Passez à l’action face au stress de l’école

  • Faites cesser cette scission école/ vie : faites jouer vos enfants en dehors de la classe et encouragez les jeux éducatifs (même les jeux vidéos). Par exemple, demandez à votre enfant de calculer la somme que vous avez dépensée dans vos courses et pas grave si il se trompe !
  • Soyez attentif à votre propre bien-être de parent. Si vous vous sentez mal dans votre peau, l’enfant le sentira ! De la même manière ne réglez pas vos comptes avec votre conjoint : votre enfant ne doit pas être la raison/le prétexte de disputes dans le couple. Ne vous renvoyez pas la balle et n’accusez pas l’autre d’être la source du problème. Une atmosphère détendue est essentielle pour les enfants.
  • Soyez zen et serein, faites lui confiance : votre enfant était nul en math l’année dernière ? Pourquoi le serait-il cette année ? Ne l’angoissez pas avec vos propres angoisses. Il aura lui même peur de vous décevoir. Et partira tendu. Votre fils est le jeune qui fait rire toute la classe ? Qui se fait virer à tous les cours ? Et si le problème était justement son manque de confiance en lui qui le pousse à jouer ce rôle ? En fait, il ne comprend pas ce qu’on lui dit ! Il a peur de votre regard et de celui des autres. Il faut l’aider, dédramatiser, pas le punir. L’ENA n’est pas faite pour tous les enfants ! Puisque l’école ne lui plait pas plus que cela, il n’est pas obligé de s’infliger de grandes études !

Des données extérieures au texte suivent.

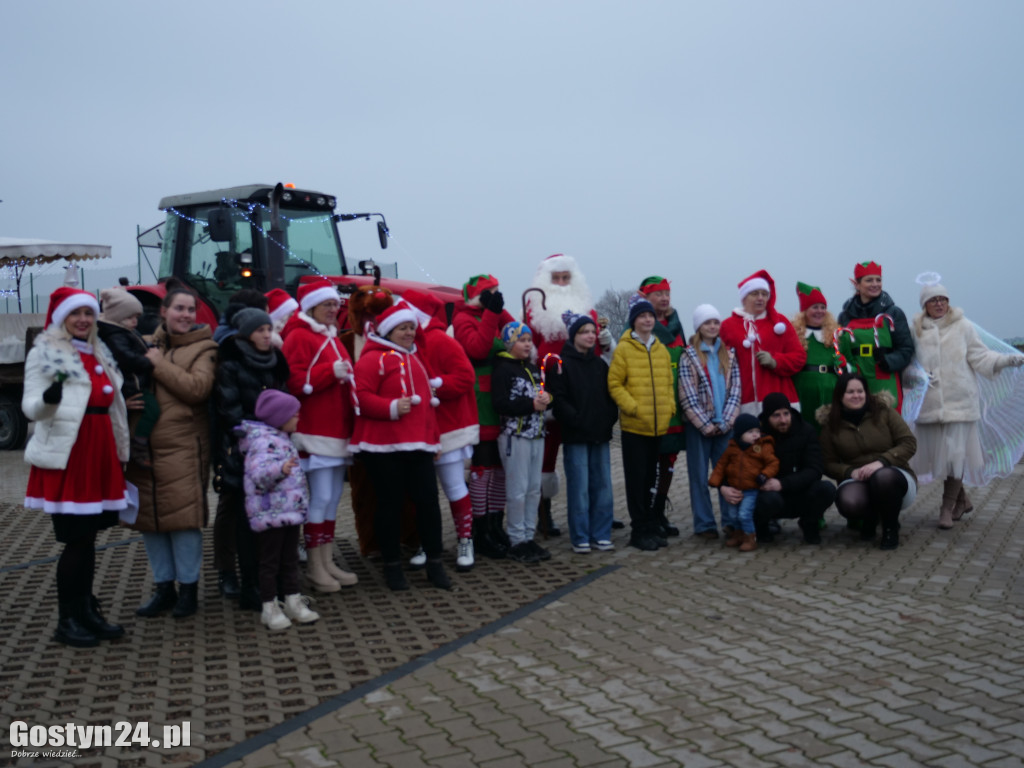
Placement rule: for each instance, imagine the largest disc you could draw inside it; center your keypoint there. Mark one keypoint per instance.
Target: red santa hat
(864, 268)
(66, 300)
(280, 304)
(760, 281)
(316, 292)
(394, 315)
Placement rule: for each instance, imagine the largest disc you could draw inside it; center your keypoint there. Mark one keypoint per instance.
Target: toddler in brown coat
(745, 466)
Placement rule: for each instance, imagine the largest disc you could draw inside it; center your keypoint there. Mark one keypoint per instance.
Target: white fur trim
(318, 296)
(463, 437)
(392, 448)
(754, 284)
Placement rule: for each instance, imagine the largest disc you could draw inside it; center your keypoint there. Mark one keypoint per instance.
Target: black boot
(545, 522)
(187, 602)
(395, 577)
(249, 598)
(436, 574)
(95, 623)
(483, 542)
(666, 528)
(498, 531)
(164, 598)
(227, 584)
(71, 630)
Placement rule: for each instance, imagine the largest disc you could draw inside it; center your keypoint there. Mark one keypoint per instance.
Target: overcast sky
(698, 140)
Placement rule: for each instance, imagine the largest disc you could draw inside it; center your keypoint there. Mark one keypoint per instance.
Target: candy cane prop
(842, 365)
(544, 367)
(881, 320)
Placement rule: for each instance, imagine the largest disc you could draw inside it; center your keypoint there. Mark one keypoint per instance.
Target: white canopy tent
(18, 253)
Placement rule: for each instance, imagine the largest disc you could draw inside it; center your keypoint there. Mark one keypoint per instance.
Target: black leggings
(77, 567)
(878, 498)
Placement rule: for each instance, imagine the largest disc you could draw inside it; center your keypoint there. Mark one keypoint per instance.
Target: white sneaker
(297, 607)
(464, 559)
(272, 617)
(418, 560)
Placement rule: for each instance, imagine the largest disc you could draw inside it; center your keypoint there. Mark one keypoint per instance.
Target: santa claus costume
(321, 378)
(543, 313)
(398, 438)
(768, 350)
(73, 392)
(457, 415)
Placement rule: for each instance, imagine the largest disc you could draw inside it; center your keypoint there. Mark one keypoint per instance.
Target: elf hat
(66, 300)
(316, 292)
(652, 284)
(809, 296)
(280, 304)
(393, 316)
(477, 285)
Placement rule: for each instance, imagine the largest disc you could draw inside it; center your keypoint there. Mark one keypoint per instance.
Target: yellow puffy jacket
(640, 383)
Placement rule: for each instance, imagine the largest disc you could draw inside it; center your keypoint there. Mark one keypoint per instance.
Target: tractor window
(215, 268)
(312, 246)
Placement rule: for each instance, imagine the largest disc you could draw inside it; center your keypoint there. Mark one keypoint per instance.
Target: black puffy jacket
(583, 407)
(242, 374)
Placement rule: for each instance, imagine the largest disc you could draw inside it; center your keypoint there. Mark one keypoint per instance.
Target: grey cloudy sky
(699, 140)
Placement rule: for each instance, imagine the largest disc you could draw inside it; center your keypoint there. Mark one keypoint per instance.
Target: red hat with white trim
(316, 292)
(66, 300)
(280, 304)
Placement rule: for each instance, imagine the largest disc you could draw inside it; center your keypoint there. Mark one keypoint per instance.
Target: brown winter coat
(882, 436)
(739, 469)
(172, 494)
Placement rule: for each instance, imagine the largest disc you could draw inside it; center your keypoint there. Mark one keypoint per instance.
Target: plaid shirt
(695, 395)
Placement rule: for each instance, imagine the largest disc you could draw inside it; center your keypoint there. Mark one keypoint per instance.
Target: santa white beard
(573, 297)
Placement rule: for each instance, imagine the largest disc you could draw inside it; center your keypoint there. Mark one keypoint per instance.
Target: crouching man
(798, 491)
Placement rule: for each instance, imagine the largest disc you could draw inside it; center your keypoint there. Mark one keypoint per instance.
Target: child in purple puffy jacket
(276, 500)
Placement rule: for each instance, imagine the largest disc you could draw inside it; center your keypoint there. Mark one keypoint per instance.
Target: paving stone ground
(695, 655)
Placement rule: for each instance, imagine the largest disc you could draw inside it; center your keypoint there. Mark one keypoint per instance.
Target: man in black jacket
(798, 491)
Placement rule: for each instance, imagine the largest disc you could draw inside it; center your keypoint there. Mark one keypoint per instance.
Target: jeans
(588, 491)
(700, 453)
(740, 516)
(174, 556)
(522, 459)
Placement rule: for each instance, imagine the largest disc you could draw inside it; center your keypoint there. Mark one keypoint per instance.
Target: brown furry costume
(364, 305)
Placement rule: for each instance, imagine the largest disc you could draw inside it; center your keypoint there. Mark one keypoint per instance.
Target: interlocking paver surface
(696, 655)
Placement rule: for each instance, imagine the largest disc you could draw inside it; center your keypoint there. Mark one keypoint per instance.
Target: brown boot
(950, 489)
(963, 505)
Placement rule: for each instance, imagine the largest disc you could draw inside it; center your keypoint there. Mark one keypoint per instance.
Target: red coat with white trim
(327, 413)
(457, 416)
(771, 332)
(385, 373)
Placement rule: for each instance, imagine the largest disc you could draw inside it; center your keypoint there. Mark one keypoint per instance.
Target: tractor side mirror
(221, 227)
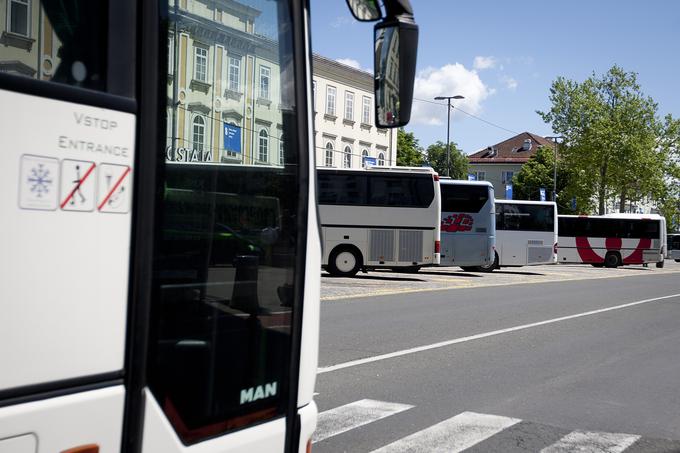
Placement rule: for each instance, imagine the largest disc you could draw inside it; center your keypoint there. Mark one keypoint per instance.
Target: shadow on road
(376, 277)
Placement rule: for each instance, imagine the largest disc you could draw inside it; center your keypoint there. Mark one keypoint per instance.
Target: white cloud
(484, 63)
(449, 80)
(510, 83)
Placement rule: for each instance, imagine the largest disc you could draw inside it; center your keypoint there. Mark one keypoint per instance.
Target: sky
(503, 56)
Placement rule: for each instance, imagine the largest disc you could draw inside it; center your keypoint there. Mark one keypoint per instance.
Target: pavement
(543, 359)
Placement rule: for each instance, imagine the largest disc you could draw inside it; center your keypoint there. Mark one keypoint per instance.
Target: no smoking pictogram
(114, 188)
(77, 185)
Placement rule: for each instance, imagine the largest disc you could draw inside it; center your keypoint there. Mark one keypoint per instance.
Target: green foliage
(538, 173)
(458, 162)
(409, 152)
(612, 134)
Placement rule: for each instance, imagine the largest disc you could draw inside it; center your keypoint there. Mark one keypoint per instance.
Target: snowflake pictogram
(40, 180)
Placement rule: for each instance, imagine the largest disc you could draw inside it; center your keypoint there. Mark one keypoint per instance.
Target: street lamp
(554, 139)
(448, 127)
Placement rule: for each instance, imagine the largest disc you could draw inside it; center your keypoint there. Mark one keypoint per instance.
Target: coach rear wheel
(344, 262)
(612, 259)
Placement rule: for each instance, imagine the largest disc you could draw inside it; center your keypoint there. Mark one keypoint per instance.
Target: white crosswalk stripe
(353, 415)
(452, 435)
(592, 442)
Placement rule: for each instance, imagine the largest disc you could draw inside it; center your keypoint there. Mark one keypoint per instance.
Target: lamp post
(448, 128)
(554, 139)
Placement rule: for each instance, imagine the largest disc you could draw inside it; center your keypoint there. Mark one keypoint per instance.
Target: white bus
(612, 240)
(159, 282)
(468, 226)
(526, 233)
(379, 217)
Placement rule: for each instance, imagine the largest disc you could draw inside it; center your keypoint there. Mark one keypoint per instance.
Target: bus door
(67, 133)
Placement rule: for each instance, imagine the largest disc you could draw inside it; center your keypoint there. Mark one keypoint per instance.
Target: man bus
(612, 240)
(468, 225)
(379, 218)
(160, 287)
(526, 234)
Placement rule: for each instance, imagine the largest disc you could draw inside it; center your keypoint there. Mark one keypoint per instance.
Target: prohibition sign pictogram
(114, 188)
(77, 185)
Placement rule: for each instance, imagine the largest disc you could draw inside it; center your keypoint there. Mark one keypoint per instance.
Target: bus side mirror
(365, 10)
(396, 48)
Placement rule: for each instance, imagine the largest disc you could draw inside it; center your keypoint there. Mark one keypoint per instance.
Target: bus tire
(490, 267)
(612, 260)
(344, 261)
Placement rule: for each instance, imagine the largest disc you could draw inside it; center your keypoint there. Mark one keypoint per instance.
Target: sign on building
(232, 138)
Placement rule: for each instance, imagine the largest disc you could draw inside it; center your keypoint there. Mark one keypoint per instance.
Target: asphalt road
(578, 364)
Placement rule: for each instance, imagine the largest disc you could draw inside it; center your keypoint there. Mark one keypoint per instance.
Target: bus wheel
(489, 267)
(344, 262)
(612, 259)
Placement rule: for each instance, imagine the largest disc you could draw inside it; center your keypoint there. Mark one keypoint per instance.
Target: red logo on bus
(457, 222)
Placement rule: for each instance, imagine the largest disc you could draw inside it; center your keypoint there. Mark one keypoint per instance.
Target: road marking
(453, 435)
(592, 442)
(479, 336)
(353, 415)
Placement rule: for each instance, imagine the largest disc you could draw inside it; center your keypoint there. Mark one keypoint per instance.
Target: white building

Pour résumer : “j’aime pas l’école” ! relève souvent du blocage. Si vous le voulez, vous pouvez vraiment aider l’enfant à franchir ce cap. Une fois exclues les raisons d’ordre médical ou psychiatrique, il en reste bien d’autres, souvent justifiées et encouragées par vous, la société, les profs. Il faut les faire disparaître ou les banaliser.

L’école ensuite n’est pas un terrain de compétition. Si tous les autres enfants ont 15 et le vôtre 7, encouragez-le ! Ça ne sert à rien de l’enfoncer. Soutenez-le, donnez lui une image positive de lui-même. Donnez lui envie de réussir et montrez lui que vous l’aimez. 

Enfin, encouragez ses talents extra scolaires, sportifs, musicaux… Cela stimule des zones cérébrales qui aident au bon développement de l’enfant.